Site 2 – Via Cosimo del Fante
In this case, though, GCP B and C actually coincide, since there are no other GCP except at the block ends. Results in table 3 for the single strip refer to the right strip only. The accuracy figures with respect to the other sites are less good, because of the sparse GCPs. It is interesting to notice that, even if one strip is somehow fragmented in patches, it still helps to make the block more stable, especially in elevation but also in horizontal: this was not the case in the other sites.
Site 3 – Via Casati
Block relative redundancy is 3.1; on average, there are 11 pts/ photo and 3.6 rays/pt.

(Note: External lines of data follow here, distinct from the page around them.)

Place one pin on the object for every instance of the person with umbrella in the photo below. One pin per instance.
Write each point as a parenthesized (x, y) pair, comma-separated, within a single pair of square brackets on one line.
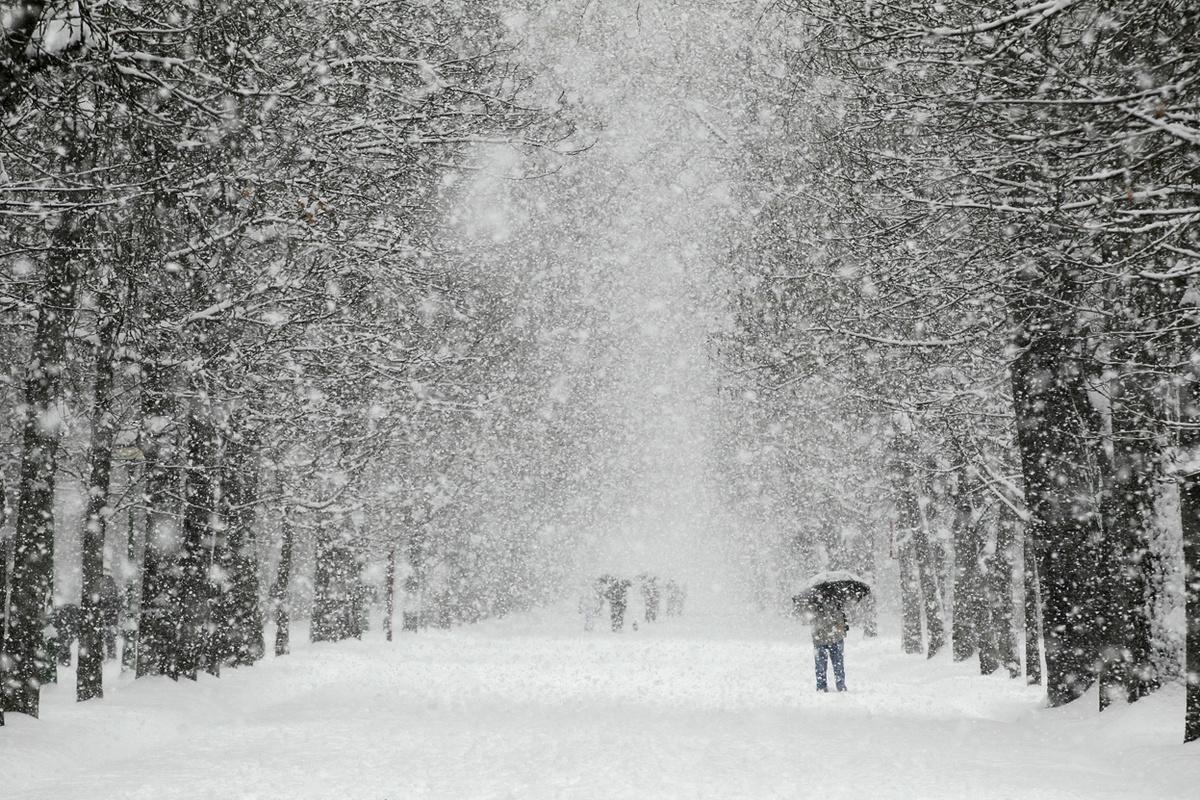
[(822, 605)]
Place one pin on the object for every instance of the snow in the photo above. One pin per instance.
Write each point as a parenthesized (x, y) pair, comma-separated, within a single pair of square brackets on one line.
[(832, 576), (529, 707)]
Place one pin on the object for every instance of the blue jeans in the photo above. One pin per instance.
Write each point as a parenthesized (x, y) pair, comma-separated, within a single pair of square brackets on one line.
[(835, 654)]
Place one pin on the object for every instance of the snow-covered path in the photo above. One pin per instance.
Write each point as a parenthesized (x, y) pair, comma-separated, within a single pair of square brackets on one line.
[(529, 708)]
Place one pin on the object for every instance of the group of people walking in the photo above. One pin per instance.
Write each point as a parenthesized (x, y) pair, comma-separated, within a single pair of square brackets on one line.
[(613, 591)]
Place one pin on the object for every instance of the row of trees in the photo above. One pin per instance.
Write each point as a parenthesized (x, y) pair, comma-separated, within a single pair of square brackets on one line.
[(979, 240), (231, 314)]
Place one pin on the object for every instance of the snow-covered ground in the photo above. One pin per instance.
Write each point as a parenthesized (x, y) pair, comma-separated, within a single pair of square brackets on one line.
[(533, 708)]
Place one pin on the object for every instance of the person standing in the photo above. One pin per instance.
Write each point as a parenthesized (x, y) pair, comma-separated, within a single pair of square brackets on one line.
[(829, 629), (651, 596), (592, 603), (616, 594)]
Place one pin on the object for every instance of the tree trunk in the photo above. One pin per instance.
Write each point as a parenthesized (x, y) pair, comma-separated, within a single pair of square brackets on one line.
[(132, 612), (1001, 577), (1189, 517), (1189, 512), (390, 589), (965, 632), (1050, 405), (237, 612), (89, 678), (157, 635), (1032, 613), (24, 661), (335, 584), (4, 582), (193, 590), (280, 588), (910, 599)]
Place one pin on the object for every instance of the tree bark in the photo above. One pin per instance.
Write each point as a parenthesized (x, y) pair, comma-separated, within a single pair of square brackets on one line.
[(1032, 613), (1001, 576), (23, 655), (966, 629), (89, 677), (280, 588), (157, 635), (910, 599), (238, 614), (193, 590), (390, 594), (1189, 517), (1051, 408)]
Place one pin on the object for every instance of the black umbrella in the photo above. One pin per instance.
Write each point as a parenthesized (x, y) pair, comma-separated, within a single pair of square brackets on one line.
[(831, 589)]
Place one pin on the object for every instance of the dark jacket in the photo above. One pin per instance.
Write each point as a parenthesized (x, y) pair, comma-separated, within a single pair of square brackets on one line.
[(828, 625)]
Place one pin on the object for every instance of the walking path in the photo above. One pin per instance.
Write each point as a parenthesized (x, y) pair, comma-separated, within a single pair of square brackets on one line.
[(532, 708)]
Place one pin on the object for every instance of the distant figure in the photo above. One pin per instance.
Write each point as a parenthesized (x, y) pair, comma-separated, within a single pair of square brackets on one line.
[(65, 623), (592, 603), (829, 629), (651, 597), (616, 590), (676, 594)]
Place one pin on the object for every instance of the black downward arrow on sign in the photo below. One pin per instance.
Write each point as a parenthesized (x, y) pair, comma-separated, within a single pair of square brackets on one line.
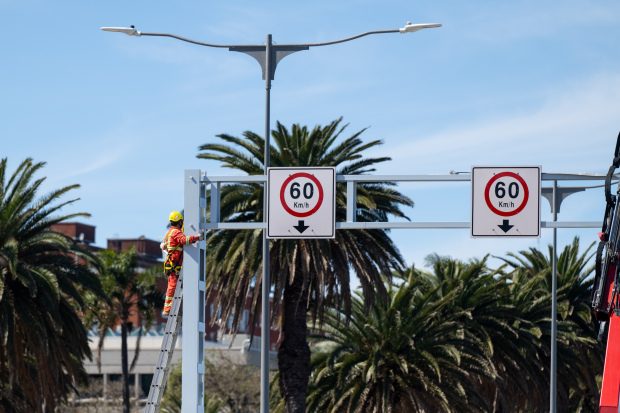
[(300, 227), (505, 226)]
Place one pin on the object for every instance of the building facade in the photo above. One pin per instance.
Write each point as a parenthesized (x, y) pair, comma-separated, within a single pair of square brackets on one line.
[(218, 340)]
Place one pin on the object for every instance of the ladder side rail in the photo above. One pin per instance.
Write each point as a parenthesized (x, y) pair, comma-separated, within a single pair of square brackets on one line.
[(160, 377)]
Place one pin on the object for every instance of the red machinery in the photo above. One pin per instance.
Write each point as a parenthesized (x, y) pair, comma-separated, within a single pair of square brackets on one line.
[(606, 293)]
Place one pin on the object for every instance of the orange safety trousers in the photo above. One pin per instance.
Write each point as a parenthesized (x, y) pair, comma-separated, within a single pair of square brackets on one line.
[(173, 279)]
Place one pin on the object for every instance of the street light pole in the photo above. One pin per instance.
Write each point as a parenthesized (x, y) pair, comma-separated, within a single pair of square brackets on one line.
[(268, 56), (266, 284), (554, 307)]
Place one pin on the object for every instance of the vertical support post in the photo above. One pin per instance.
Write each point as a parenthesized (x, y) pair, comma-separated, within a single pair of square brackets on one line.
[(266, 284), (351, 201), (193, 300), (105, 388), (136, 389), (215, 202), (554, 308)]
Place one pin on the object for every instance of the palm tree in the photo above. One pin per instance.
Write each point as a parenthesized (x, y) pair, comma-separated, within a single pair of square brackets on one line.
[(131, 292), (43, 340), (306, 274), (580, 356), (408, 354), (491, 320)]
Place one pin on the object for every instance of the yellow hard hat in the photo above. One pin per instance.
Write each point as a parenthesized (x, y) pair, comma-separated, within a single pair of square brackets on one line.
[(175, 216)]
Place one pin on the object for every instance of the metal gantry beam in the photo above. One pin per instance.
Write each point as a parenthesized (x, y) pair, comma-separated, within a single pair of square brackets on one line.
[(351, 182)]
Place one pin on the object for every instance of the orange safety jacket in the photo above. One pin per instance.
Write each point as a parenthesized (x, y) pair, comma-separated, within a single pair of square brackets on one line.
[(173, 244)]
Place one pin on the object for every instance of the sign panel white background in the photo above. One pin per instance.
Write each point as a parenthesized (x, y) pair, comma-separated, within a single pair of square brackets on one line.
[(301, 202), (505, 201)]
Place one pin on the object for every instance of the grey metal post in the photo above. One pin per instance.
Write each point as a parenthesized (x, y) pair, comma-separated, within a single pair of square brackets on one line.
[(105, 388), (554, 309), (264, 342), (193, 300), (351, 201)]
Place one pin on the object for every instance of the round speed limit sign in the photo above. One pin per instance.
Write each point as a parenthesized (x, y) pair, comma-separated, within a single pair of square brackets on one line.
[(505, 201), (301, 202), (301, 194), (506, 194)]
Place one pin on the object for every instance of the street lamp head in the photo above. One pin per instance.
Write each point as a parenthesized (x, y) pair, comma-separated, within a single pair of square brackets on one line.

When both strips are used, the RO from left and right synchronous images is always enforced (see table 4). With respect to Site 1, the accuracy figures show that the shorter average distance of GCP partly compensates for the smaller number of tie points per image and rays per point. A shorter focal of 12 mm is necessary, due to the closeness to the building façades. As in Site 1, with all GCP, the gain in accuracy when using both strips is about 100%.
Conclusions and perspectives
The results obtained from this three simulations suggest that the objective can be achieved, provided that GCP can be recognized on images at intervals not much larger than 200- 250 m, with precisions below 10 cm. Preliminary tests with real image sequences show that automatic image orientation can deal with sequences of 30-40 images without problems.
Before moving to an implementation stage of the method, optimization of several system components and surveying parameters is though still needed.
Acknowledgements
The authors wish to thank the Milan Municipality and the Province of Milan for the City Base Map.
References
Barzaghi R., Carrion D., Cazzaniga N. E., Forlani G. (2009), Vehicle positioning in urban areas using photogrammetry and digital maps, Proceedings of ENC-GNSS09, Naples.
Bezoari G., Monti C., Selvini A. (2005), La cartografia numerica della città di Milano: interventi per il collaudo, Rivista dell’agenzia del Territorio, 2/2005, pp. 58-76.
Blachut T.J., Chrzanowski A., Saastamoinen J.H., (1979), Urban Surveying and Mapping, Springer-Verlag, New York.
Fischler M., Bolles R. (1981), Random sample consensus: a paradigm for model fitting with application to image analysis and automated cartography, Commun. Assoc. Comp. Mach., Vol. 24(3), pp. 81-95.
Forlani G., Roncella R., Remondino F. (2005) Structure and motion reconstruction of short mobile mapping image sequences, Proc. of the 7th Conf. On Optical 3D measurement techniques, Vienna, 3-5 Oct. 2005, Vichman Verlag, Vol I, pp. 265-274.
Hartley R., Zisserman A. (2000), Multiple View Geometry in computer vision. Cambridge University Press.
Hofmann-Wellenhof B., Lichtenegger H., Collins J. (2001), GPS – Theory and Practice, Springer, Wien.
Kim S., Choi K., Lee S., Choi J., Hwang T., Jang B., Lee J. (2004), A Bimodal Approach for Land Vehicle Localization, ETRI Journal, Vol. 26(5), pp. 497-500.
Pilu M. (1997), Uncalibrated stereo correspondences by SVD, Proc. CVPR , pp. 261-266.
Zhang H., Petovello M.G., Cannon M.E. (2005), Performance Comparison of Kinematic GPS Integrated with Different Tactical Level IMUs. CDROM Proc. of NTM 2005, San Diego, The Institute of Navigation.